Avalanche de propostas pressiona TSE e pode mudar o jogo das eleições 2026

O Tribunal Superior Eleitoral (TSE), abriu nesta terça-feira (3) uma série de audiências públicas para analisar as regras que vão orientar as eleições de 2026, após receber 1.423 sugestões de mudanças nas resoluções eleitorais, número considerado elevado pela Corte.
As contribuições foram enviadas por cidadãos e instituições depois que a Justiça Eleitoral divulgou, no mês passado, 12 minutas de resolução e abriu prazo para participação popular, encerrado em 30 de janeiro.
Parte das propostas foi selecionada para apresentação direta nas audiências públicas realizadas nesta terça e quarta-feira, dias 3 e 4 de fevereiro, com transmissão ao vivo pelo canal oficial do Tribunal Superior Eleitoral, no YouTube.
Consulta pública e prazos legais
A escuta da sociedade civil é um procedimento obrigatório a cada ciclo eleitoral, conforme determina a legislação, e integra o processo de atualização das normas que regem o pleito.
De acordo com a Lei das Eleições, o plenário do TSE, tem até 5 de março do ano eleitoral para discutir e aprovar todas as resoluções que vão balizar a disputa.
Durante a abertura das audiências, o ministro Nunes Marques, vice-presidente do Tribunal Superior Eleitoral e relator das resoluções eleitorais de 2026, destacou o volume expressivo de contribuições recebidas neste ciclo.
Ética, confiança e alerta institucional
Segundo Nunes Marques, a quantidade de sugestões demonstra o interesse e o engajamento da sociedade no debate sobre as normas eleitorais, reforçando a relevância do tema para a democracia.
Na mesma linha, a presidente do TSE, ministra Cármen Lúcia, enfatizou em seu discurso o compromisso da Justiça Eleitoral com a ética durante o período eleitoral.
A ministra alertou que a desconfiança nas instituições alimenta instabilidade social e insegurança jurídica, defendendo rigor absoluto contra qualquer desvio ético no processo eleitoral.

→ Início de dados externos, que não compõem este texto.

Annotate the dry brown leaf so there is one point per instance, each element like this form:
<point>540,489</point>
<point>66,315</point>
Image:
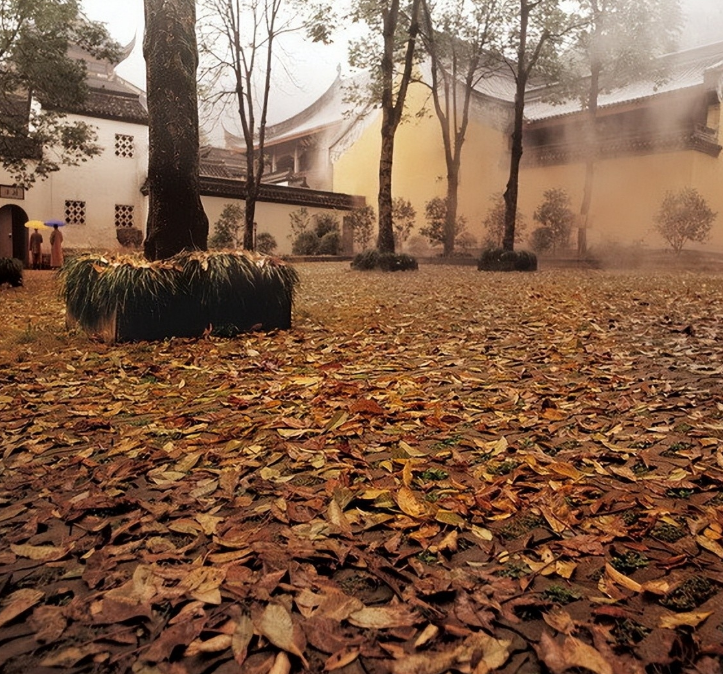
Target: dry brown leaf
<point>409,504</point>
<point>692,619</point>
<point>277,626</point>
<point>341,659</point>
<point>19,602</point>
<point>241,638</point>
<point>572,653</point>
<point>40,553</point>
<point>384,617</point>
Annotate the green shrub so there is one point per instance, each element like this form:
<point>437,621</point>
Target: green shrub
<point>266,243</point>
<point>497,259</point>
<point>307,243</point>
<point>129,237</point>
<point>372,259</point>
<point>542,239</point>
<point>11,271</point>
<point>329,244</point>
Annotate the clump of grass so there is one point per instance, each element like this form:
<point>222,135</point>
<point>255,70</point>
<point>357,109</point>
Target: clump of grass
<point>521,525</point>
<point>369,260</point>
<point>507,260</point>
<point>226,292</point>
<point>669,533</point>
<point>690,594</point>
<point>629,561</point>
<point>557,594</point>
<point>433,475</point>
<point>627,632</point>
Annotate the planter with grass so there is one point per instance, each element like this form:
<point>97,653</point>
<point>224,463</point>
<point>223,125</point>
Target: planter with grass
<point>373,259</point>
<point>498,259</point>
<point>11,271</point>
<point>127,298</point>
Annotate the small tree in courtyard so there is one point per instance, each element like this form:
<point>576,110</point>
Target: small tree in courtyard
<point>361,220</point>
<point>494,224</point>
<point>228,232</point>
<point>403,217</point>
<point>435,212</point>
<point>555,215</point>
<point>684,216</point>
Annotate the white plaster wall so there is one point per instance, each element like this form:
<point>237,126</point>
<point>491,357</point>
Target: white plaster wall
<point>272,218</point>
<point>101,182</point>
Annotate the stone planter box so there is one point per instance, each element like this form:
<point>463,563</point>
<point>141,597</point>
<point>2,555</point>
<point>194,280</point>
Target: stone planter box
<point>128,299</point>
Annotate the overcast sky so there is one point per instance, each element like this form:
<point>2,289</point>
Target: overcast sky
<point>315,66</point>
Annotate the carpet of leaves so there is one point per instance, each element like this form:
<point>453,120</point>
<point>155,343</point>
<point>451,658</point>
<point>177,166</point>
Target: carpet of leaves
<point>440,471</point>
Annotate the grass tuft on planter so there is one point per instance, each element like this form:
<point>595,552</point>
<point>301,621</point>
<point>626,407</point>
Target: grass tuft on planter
<point>369,260</point>
<point>11,271</point>
<point>127,298</point>
<point>497,259</point>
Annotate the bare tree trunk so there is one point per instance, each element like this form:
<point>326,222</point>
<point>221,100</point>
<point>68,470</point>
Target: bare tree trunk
<point>385,239</point>
<point>513,183</point>
<point>590,156</point>
<point>450,224</point>
<point>392,114</point>
<point>176,219</point>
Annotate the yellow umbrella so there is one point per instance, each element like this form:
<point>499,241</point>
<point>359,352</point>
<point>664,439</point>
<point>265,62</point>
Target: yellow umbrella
<point>36,224</point>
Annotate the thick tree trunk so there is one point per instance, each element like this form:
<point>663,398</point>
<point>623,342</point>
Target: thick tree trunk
<point>176,219</point>
<point>513,183</point>
<point>385,240</point>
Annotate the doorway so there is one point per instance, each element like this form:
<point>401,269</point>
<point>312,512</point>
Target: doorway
<point>13,234</point>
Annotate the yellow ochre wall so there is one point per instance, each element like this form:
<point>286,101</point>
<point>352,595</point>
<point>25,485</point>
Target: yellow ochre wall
<point>627,192</point>
<point>419,172</point>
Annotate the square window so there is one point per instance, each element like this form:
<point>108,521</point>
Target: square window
<point>124,146</point>
<point>75,212</point>
<point>124,215</point>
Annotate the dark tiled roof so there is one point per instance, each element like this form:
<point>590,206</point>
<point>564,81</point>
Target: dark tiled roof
<point>105,104</point>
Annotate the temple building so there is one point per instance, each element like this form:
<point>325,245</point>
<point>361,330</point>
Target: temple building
<point>104,201</point>
<point>652,137</point>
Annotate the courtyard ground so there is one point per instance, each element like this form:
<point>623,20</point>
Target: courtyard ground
<point>439,471</point>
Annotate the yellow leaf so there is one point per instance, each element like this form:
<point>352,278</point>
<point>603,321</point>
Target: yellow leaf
<point>44,553</point>
<point>481,533</point>
<point>710,545</point>
<point>411,451</point>
<point>565,569</point>
<point>409,504</point>
<point>208,522</point>
<point>449,517</point>
<point>672,620</point>
<point>623,580</point>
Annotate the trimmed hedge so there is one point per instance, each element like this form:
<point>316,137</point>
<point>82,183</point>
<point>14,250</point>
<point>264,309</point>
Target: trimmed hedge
<point>373,259</point>
<point>497,259</point>
<point>11,271</point>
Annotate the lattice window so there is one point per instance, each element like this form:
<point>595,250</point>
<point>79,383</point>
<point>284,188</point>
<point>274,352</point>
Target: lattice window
<point>124,215</point>
<point>75,212</point>
<point>124,146</point>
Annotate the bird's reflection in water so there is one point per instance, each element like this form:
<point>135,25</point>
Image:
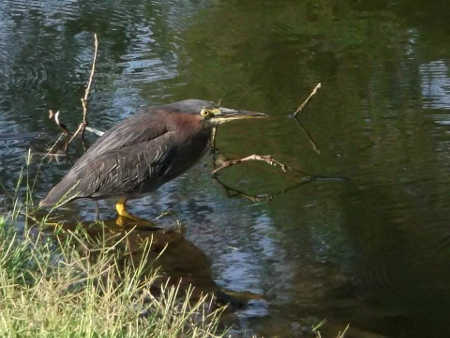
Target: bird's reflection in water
<point>179,262</point>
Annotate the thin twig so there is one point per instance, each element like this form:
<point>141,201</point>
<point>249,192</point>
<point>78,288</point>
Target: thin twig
<point>55,117</point>
<point>264,158</point>
<point>304,103</point>
<point>84,99</point>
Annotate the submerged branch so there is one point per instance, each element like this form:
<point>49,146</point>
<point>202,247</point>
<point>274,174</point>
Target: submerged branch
<point>305,102</point>
<point>83,126</point>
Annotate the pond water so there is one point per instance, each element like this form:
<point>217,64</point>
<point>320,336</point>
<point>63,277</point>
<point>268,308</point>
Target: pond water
<point>372,250</point>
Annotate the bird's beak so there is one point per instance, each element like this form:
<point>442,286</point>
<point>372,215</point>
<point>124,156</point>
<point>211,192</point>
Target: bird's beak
<point>223,115</point>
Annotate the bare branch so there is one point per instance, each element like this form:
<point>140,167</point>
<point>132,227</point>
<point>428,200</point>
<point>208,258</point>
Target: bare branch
<point>304,103</point>
<point>69,138</point>
<point>264,158</point>
<point>84,99</point>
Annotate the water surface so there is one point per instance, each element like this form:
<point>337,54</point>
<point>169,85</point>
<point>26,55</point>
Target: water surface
<point>372,250</point>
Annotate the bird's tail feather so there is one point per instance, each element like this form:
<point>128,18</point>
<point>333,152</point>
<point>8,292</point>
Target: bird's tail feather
<point>62,193</point>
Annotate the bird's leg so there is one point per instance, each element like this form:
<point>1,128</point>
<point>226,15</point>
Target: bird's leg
<point>97,211</point>
<point>123,214</point>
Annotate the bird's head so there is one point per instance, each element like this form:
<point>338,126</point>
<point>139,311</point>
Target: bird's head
<point>213,115</point>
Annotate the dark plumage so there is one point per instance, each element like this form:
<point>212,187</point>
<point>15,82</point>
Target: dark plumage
<point>143,152</point>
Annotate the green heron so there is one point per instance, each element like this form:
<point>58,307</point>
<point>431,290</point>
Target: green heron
<point>143,152</point>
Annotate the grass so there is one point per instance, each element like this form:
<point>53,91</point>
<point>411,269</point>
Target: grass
<point>52,288</point>
<point>68,284</point>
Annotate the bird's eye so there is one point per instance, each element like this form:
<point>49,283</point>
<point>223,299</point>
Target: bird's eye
<point>206,113</point>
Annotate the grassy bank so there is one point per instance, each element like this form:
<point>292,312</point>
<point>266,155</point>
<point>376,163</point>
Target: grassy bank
<point>67,286</point>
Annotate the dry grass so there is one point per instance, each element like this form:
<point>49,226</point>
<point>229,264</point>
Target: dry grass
<point>59,288</point>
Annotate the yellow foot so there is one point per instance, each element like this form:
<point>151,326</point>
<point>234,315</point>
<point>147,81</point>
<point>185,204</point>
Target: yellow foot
<point>125,218</point>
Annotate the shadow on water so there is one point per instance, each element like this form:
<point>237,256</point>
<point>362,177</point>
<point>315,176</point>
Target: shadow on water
<point>373,251</point>
<point>178,261</point>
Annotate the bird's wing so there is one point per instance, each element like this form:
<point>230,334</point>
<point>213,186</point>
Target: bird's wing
<point>133,169</point>
<point>138,128</point>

Redes sociais, IA e pré-campanha em foco
Entre as mudanças sugeridas pelo relator, estão alterações no calendário eleitoral, regras para manifestações na pré-campanha, critérios de distribuição de recursos e maior responsabilização pela remoção de conteúdos digitais com ataques ao processo eleitoral.

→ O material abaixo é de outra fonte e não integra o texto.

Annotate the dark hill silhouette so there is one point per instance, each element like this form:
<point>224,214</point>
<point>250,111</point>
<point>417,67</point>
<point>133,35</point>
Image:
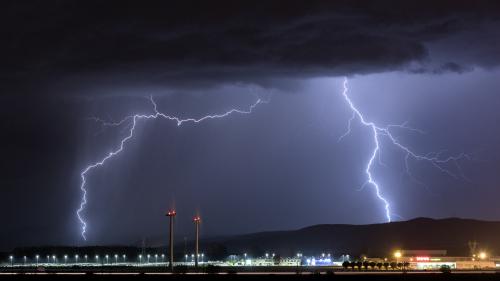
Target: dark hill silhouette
<point>375,240</point>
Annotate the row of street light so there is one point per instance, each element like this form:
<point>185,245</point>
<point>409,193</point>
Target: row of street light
<point>86,259</point>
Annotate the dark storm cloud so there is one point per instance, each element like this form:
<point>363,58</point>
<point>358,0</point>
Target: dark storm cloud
<point>189,42</point>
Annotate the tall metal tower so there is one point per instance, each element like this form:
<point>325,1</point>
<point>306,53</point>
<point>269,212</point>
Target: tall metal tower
<point>196,221</point>
<point>171,214</point>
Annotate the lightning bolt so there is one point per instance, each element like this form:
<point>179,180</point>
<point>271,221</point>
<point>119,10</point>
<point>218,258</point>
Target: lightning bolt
<point>133,121</point>
<point>435,159</point>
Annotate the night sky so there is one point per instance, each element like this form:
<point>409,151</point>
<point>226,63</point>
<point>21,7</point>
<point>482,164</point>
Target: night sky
<point>432,64</point>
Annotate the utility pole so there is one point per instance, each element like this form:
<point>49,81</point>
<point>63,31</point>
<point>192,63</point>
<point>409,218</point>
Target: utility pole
<point>196,221</point>
<point>171,214</point>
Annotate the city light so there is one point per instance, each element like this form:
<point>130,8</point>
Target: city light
<point>482,255</point>
<point>397,254</point>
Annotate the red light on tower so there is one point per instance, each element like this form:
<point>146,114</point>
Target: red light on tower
<point>171,214</point>
<point>196,221</point>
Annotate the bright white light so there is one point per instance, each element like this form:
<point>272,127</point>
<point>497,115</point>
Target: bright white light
<point>433,158</point>
<point>133,119</point>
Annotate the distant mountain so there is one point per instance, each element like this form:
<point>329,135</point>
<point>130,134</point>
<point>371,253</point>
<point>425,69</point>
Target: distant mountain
<point>380,240</point>
<point>374,240</point>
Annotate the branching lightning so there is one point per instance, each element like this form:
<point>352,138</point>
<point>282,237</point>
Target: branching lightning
<point>133,122</point>
<point>433,158</point>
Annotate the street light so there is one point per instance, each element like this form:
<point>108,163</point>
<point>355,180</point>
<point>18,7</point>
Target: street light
<point>397,255</point>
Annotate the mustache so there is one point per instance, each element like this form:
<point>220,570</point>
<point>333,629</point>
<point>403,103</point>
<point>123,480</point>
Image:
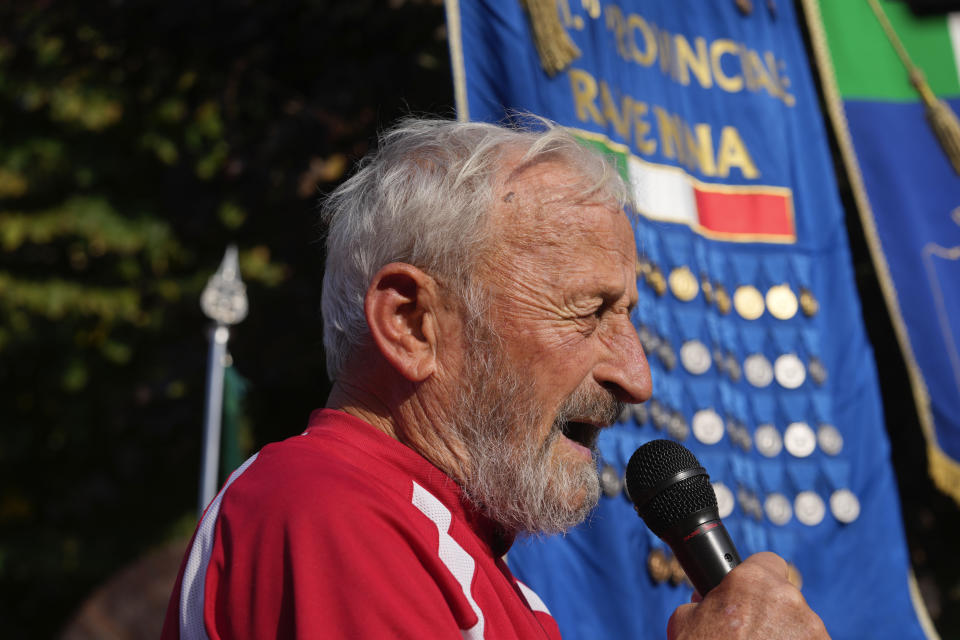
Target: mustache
<point>594,406</point>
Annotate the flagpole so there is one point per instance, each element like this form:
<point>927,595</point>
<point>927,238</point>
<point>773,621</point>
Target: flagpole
<point>224,300</point>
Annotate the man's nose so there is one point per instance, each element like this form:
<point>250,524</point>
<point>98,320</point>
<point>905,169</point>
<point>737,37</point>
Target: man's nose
<point>623,369</point>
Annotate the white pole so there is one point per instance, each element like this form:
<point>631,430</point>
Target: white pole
<point>210,464</point>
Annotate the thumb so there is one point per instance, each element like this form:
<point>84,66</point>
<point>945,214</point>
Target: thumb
<point>679,619</point>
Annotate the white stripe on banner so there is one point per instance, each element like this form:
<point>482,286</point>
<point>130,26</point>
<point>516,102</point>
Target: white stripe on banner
<point>455,557</point>
<point>662,192</point>
<point>195,573</point>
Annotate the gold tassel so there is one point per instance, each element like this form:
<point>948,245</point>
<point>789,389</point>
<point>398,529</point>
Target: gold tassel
<point>941,117</point>
<point>555,47</point>
<point>939,114</point>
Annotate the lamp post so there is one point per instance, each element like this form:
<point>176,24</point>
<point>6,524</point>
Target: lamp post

Uma das propostas de maior impacto prevê ampliar a responsabilidade das plataformas de redes sociais, obrigando empresas provedoras a retirar do ar conteúdos ofensivos ao processo eleitoral mesmo sem decisão judicial.

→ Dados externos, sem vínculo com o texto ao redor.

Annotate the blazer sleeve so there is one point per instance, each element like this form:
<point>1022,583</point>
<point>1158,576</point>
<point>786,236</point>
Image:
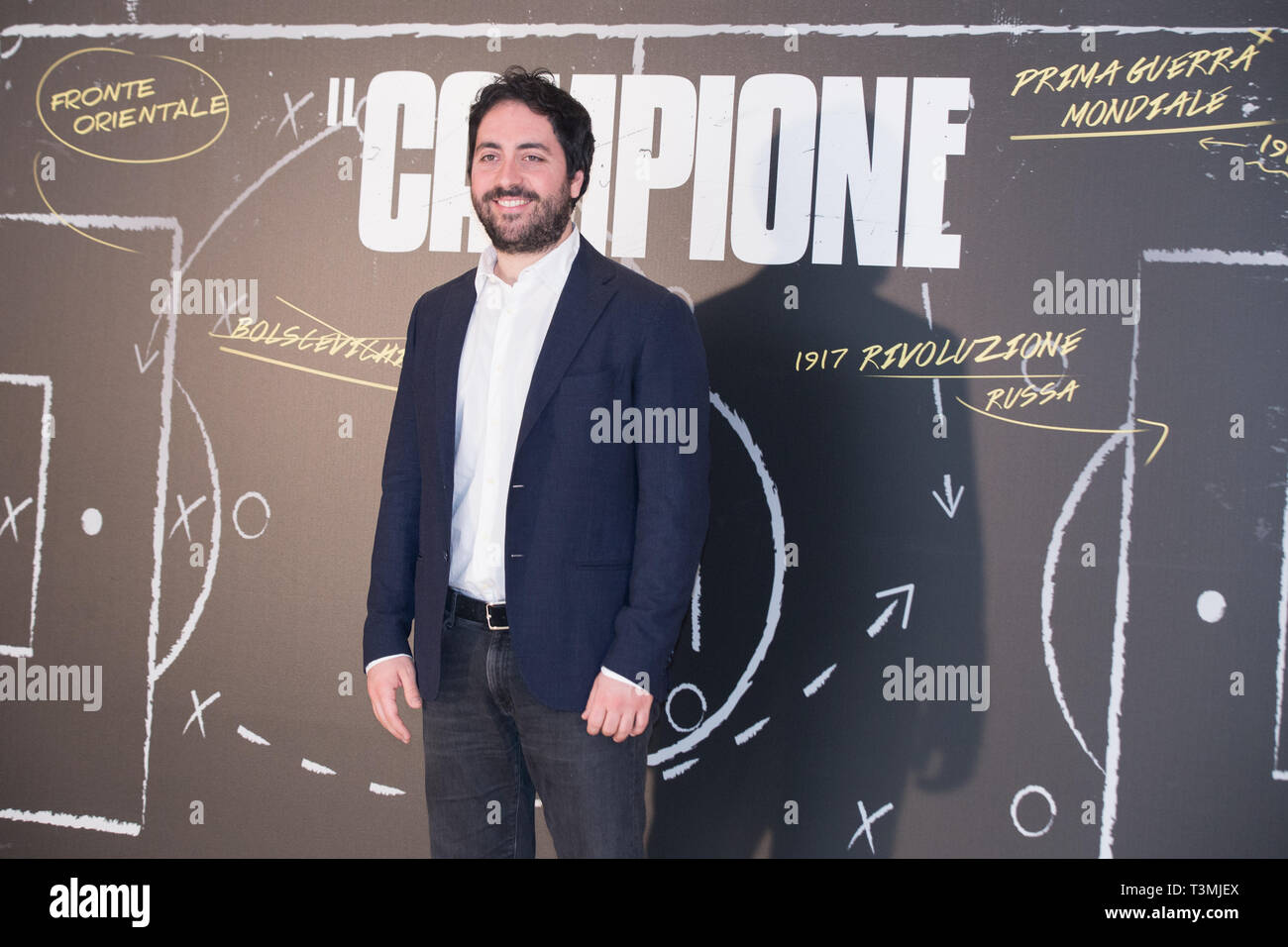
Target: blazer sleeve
<point>390,598</point>
<point>673,501</point>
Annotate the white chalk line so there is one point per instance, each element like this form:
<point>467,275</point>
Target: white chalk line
<point>600,31</point>
<point>679,768</point>
<point>138,224</point>
<point>1122,599</point>
<point>64,819</point>
<point>1275,772</point>
<point>1070,504</point>
<point>750,732</point>
<point>776,594</point>
<point>934,381</point>
<point>811,688</point>
<point>252,737</point>
<point>1231,258</point>
<point>47,384</point>
<point>696,612</point>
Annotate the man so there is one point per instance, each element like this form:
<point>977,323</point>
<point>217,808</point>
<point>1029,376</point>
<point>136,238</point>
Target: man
<point>565,552</point>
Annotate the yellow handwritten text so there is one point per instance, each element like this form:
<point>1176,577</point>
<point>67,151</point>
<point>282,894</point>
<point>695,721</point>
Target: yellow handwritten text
<point>1120,111</point>
<point>1145,68</point>
<point>982,350</point>
<point>1008,398</point>
<point>334,343</point>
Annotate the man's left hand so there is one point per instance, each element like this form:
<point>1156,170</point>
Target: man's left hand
<point>616,709</point>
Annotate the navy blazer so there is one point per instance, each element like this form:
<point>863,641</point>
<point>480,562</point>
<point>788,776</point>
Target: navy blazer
<point>601,540</point>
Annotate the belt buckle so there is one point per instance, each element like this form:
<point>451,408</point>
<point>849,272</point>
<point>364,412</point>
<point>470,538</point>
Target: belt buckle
<point>487,609</point>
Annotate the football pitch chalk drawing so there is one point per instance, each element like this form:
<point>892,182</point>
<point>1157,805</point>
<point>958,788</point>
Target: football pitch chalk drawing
<point>992,303</point>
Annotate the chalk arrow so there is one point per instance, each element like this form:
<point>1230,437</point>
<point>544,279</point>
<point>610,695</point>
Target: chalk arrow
<point>143,367</point>
<point>948,501</point>
<point>885,616</point>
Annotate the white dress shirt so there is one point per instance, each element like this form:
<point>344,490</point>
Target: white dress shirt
<point>506,331</point>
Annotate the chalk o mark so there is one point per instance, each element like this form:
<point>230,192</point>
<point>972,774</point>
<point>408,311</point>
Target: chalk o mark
<point>1211,605</point>
<point>671,697</point>
<point>243,499</point>
<point>1016,805</point>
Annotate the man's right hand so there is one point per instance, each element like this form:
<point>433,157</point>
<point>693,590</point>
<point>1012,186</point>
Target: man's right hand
<point>382,684</point>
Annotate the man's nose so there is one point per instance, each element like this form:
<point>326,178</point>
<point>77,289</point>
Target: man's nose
<point>509,172</point>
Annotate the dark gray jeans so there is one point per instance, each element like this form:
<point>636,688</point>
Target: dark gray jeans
<point>489,746</point>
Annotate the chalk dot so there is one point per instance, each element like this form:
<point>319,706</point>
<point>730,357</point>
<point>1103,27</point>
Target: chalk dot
<point>1211,605</point>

Pela regra atual, aplicada nas últimas eleições municipais, as plataformas só poderiam ser responsabilizadas em caso de descumprimento de ordem judicial, cenário que Nunes Marques propõe endurecer.
Lives liberadas e novas exceções
O relator manteve inalteradas as normas sobre o uso de inteligência artificial durante a campanha, aprovadas em 2024, incluindo a proibição do chamado deep fake, conteúdo manipulado digitalmente para alterar imagem ou voz de pessoas reais ou fictícias.
No campo da pré-campanha, a proposta libera transmissões ao vivo em perfis de pré-candidatos nas redes sociais, desde que não haja pedido explícito de voto nem menção direta à pré-candidatura.
Também foram incluídas exceções para críticas à administração pública, inclusive com impulsionamento pago, desde que não existam elementos ligados à disputa eleitoral.
Recursos e limites para partidos
O texto ainda autoriza manifestações espontâneas em ambientes universitários, escolares, comunitários ou de movimentos sociais, com responsabilização posterior em caso de abusos, conforme a lei.
Essa permissão não vale quando houver financiamento direto ou indireto de pré-candidatos, partidos políticos ou federações partidárias.
Sobre o financiamento de campanha, Nunes Marques sugeriu permitir que partidos alterem critérios de distribuição de recursos até 30 de agosto, desde que a mudança seja justificada e aprovada pela maioria do diretório nacional das legendas.